As a mother, while I portray my everyday difficulties in looking after home and children as struggles, I am glad I am not a father for I will HAVE to shoulder a lot more than what I do as a mother.
You reach home back from office to find your kids already sound asleep. At first, you feel relieved that you can get some lone time in peace. But, when you have a second look at their sleeping faces, you realize that you have missed a day of their school stories; you have missed some sweet little conversations and you have missed a few precious hugs and kisses. Yes, we all run, run and run with our everyday schedules – boss, assignments deadlines, presentations. At the end of the day, the realization that all of these took away your priorities an edge over spending time with your kids, can leave you with a feeling of bad conscience. And its not too uncommon for fathers!
With a laptop crash, I couldn’t pull up the fatherhood series. Well, my laptop revived back just in time on Father’s Day. I shall continue to write on the series until the end of the month. It is about Daddy time today! It’s one of the joyous phases in fatherhood when the child begins to share his love and time with the father, after having been solely dependent on the mother in the initial days. The mother to child bond is instinctive whereas the father to child bond is mostly acquired.

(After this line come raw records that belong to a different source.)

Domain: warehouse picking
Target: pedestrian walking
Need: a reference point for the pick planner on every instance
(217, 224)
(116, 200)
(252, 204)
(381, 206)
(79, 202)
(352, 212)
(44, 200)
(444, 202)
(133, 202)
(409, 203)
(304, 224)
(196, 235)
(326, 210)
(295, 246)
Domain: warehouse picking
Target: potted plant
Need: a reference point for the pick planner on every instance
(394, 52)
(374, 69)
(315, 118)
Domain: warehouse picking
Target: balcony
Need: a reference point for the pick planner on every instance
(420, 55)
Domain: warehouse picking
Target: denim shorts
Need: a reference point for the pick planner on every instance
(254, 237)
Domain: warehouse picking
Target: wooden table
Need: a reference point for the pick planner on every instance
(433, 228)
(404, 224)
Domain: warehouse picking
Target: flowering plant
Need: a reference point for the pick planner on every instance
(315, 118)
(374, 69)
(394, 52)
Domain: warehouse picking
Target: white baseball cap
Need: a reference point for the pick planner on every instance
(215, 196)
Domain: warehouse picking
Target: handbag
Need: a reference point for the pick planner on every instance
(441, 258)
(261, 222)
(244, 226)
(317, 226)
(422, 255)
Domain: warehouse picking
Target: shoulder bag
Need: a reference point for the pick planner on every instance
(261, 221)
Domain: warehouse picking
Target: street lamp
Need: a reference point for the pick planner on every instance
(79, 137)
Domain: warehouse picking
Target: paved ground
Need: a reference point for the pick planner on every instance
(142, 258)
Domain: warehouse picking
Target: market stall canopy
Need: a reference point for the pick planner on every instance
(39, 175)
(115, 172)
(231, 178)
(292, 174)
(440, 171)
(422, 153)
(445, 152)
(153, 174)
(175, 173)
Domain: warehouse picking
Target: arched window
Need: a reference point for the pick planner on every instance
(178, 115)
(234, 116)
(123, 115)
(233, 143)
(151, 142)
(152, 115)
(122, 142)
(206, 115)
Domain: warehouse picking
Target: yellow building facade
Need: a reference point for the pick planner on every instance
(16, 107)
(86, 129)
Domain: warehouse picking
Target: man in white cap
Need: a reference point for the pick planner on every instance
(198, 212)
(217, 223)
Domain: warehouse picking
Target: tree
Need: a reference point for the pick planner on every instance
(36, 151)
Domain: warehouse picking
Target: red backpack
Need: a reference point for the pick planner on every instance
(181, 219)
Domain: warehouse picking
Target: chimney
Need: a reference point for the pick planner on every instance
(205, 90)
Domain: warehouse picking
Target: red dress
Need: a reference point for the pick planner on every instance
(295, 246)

And the very fact that the little one begins to look for the father’s presence, is a sign of an exuberant connection.
By highlighting this emotion of fathers today, I would like to raise awareness to stop tagging men to financial responsibility, to support stay-at-home-dads, to change our perception about gender-biased parenting and to understand the emotional confinements of a father. If there is a father at your home – your father, husband or brother – speak to them with concern about the career difficulties and anxieties they are facing. Listen to them, that’s all they need!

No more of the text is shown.